Saturday, September 19, 2020

The Satanic Verses by Salman Rushdie

 

The novel opens with an airplane crash, probably a terrorist bombing.  The passengers are thrown out into the air, to plummet to the sea and die.  All but two passengers.  Those two, both Indian actors, are named Gibreel and Saladin.  They clutch each other, spiraling downward and somehow through their combined efforts, they survive.  But they are not the same.  They are two sides of the coin, evil and good.

After the wreck, each becomes an extreme example of one side or the other.  Gibreel becomes an angel, Gabriel specifically, and has visions of what the world will become.  Saladin becomes the embodiment of evil, an actual devil with horns and hooves.  Each is still tied to the other, any win of one is mirrored with a loss of the other.  

Each mirrors each other in other ways.  Each is in love with an English woman while an Indian love beckons them from afar.  Each has issues with their fathers and with reconciling their native country and cultural backgrounds with the experiences of being an immigrant and trying to fit in and be successful in a different culture.  Each must find a way to handle their issues in order to move forward, although this may require them to be in a lifelong battle with the other.  

This novel was written in 1988.  What most people know about it is that it is the novel that ended with Rushdie being put under fatwa or death sentence by the Islamic faith.  That forced him into years of seclusion having to live his life and write under constant police guard.  The portions of the novel that caused the trouble is a small portion that claims to be Indian legend about how the Koran was written and the role of three female Indian goddesses in it.  I don't know the culture or history well enough to know if this is indeed a legend or something Rushdie made up.  

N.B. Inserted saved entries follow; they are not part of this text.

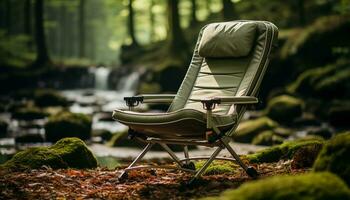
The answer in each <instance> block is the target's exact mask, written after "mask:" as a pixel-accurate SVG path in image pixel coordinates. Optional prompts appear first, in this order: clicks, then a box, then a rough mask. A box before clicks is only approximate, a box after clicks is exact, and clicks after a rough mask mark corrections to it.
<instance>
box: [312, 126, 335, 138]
mask: <svg viewBox="0 0 350 200" xmlns="http://www.w3.org/2000/svg"><path fill="white" fill-rule="evenodd" d="M307 134H308V135H317V136H321V137H322V138H324V139H329V138H331V137H332V135H333V133H332V131H331V130H329V128H324V127H317V128H310V129H308V130H307Z"/></svg>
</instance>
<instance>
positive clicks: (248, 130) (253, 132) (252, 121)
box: [233, 117, 278, 143]
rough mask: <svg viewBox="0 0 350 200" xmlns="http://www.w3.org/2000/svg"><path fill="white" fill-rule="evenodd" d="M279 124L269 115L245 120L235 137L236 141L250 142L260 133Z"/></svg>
mask: <svg viewBox="0 0 350 200" xmlns="http://www.w3.org/2000/svg"><path fill="white" fill-rule="evenodd" d="M277 126H278V124H277V123H276V122H275V121H273V120H271V119H269V118H268V117H261V118H258V119H254V120H248V121H243V122H241V123H240V124H239V126H238V128H237V130H236V133H235V134H234V135H233V139H234V141H236V142H245V143H250V142H251V141H252V140H253V138H254V137H255V136H256V135H258V134H259V133H261V132H263V131H266V130H271V129H273V128H275V127H277Z"/></svg>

What is clear, however, is the wonder of this novel.  It is full of characters, each of whom's life story is set out.  It is full of miracles and horrible deeds, of the interplay of good and evil, the constant battle to see which will emerge successful in their conflict.  It is full of magic realism, of a torrent of words that carry the reader along, of all the wonderful ways that Rushdie engages with his readers.  It won the Whitbread Prize.  This novel is recommended for readers of literary fiction.